Stop alle auto in via Deledda ad Avetrana: una misura verso la libertà delle persone - avvisatore.it

Ordinanza del Comune di Avetrana per limitare la viabilità in vista del rientro di Michele Misseri

Il Comune di Avetrana, situato nella provincia di Taranto, ha emesso un’ordinanza che impone restrizioni alla sosta e al transito veicolare in via Deledda e nelle strade adiacenti. Questa misura è stata adottata in vista del rientro di Michele Misseri, previsto per oggi, dopo aver scontato una condanna di otto anni per la soppressione del cadavere di sua nipote, la quattordicenne Sarah Scazzi. Secondo una sentenza passata in giudicato, la moglie e la figlia di Misseri, Cosima Serrano e Sabrina, sono state ritenute colpevoli dell’omicidio della ragazza nell’agosto del 2010.

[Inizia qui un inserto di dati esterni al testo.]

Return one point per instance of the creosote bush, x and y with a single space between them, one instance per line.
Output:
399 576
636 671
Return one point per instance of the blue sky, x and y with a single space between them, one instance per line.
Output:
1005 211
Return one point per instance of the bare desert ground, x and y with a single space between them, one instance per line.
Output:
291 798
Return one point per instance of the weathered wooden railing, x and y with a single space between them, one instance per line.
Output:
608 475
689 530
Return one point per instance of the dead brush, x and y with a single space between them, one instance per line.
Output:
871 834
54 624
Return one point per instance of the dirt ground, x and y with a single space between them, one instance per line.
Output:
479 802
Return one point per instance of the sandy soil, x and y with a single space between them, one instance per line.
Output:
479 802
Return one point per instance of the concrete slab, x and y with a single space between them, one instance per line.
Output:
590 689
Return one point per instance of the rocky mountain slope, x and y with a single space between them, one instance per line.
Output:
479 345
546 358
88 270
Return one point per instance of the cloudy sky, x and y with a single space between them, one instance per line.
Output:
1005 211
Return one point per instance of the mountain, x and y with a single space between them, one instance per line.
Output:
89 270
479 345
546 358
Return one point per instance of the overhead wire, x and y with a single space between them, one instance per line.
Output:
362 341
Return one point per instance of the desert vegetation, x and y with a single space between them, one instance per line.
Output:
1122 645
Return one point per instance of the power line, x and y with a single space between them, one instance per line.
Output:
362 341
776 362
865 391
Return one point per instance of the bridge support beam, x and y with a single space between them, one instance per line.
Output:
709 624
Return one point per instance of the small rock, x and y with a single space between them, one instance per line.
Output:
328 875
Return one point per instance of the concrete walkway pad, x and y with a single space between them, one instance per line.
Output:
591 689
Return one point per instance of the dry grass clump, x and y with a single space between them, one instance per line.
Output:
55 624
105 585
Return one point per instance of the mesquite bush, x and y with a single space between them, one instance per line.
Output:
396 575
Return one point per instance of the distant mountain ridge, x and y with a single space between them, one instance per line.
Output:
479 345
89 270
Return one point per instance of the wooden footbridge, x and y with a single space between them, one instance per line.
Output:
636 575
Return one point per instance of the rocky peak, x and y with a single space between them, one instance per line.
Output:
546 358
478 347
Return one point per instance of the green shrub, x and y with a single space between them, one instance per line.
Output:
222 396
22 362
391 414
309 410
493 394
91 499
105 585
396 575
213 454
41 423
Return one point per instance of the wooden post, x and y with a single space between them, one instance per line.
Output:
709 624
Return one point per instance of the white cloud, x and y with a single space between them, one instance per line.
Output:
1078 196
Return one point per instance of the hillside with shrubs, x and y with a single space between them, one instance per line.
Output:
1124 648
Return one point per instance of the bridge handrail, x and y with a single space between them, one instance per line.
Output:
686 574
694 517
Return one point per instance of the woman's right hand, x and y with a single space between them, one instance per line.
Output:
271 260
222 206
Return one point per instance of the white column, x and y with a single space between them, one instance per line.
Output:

Michele Misseri lascia il carcere di Lecce dopo aver scontato la sua pena

Misseri è stato detenuto nel carcere di Lecce dal 2017, ma oggi sarà rilasciato con circa un anno di anticipo grazie alla riduzione della pena per buona condotta e all’applicazione della norma ‘svuotacarceri’. La sua scarcerazione ha suscitato grande attenzione mediatica e il Comune di Avetrana ha deciso di adottare misure di sicurezza per evitare il caos del traffico nella via G. Deledda, dove Misseri viveva e dove Sarah è stata uccisa.

L’ordinanza del Comune per evitare ingorghi veicolari

L’ordinanza del Comune di Avetrana ha lo scopo di prevenire ingorghi veicolari nella via G. Deledda e nelle strade circostanti a causa dell’attenzione mediatica suscitata dalla scarcerazione di Misseri. Secondo il testo dell’ordinanza, il Comune ha ritenuto necessario adottare provvedimenti temporanei per la viabilità al fine di evitare problemi di traffico. L’obiettivo è quello di garantire un flusso veicolare regolare e sicuro nella zona interessata.

In conclusione, il Comune di Avetrana ha emesso un’ordinanza per limitare la sosta e il transito veicolare in via Deledda e nelle strade adiacenti in vista del rientro di Michele Misseri, che lascia il carcere di Lecce dopo aver scontato una condanna di otto anni per la soppressione del cadavere di sua nipote Sarah Scazzi. Questa misura è stata adottata per evitare ingorghi veicolari nella zona a causa dell’attenzione mediatica suscitata dalla scarcerazione di Misseri.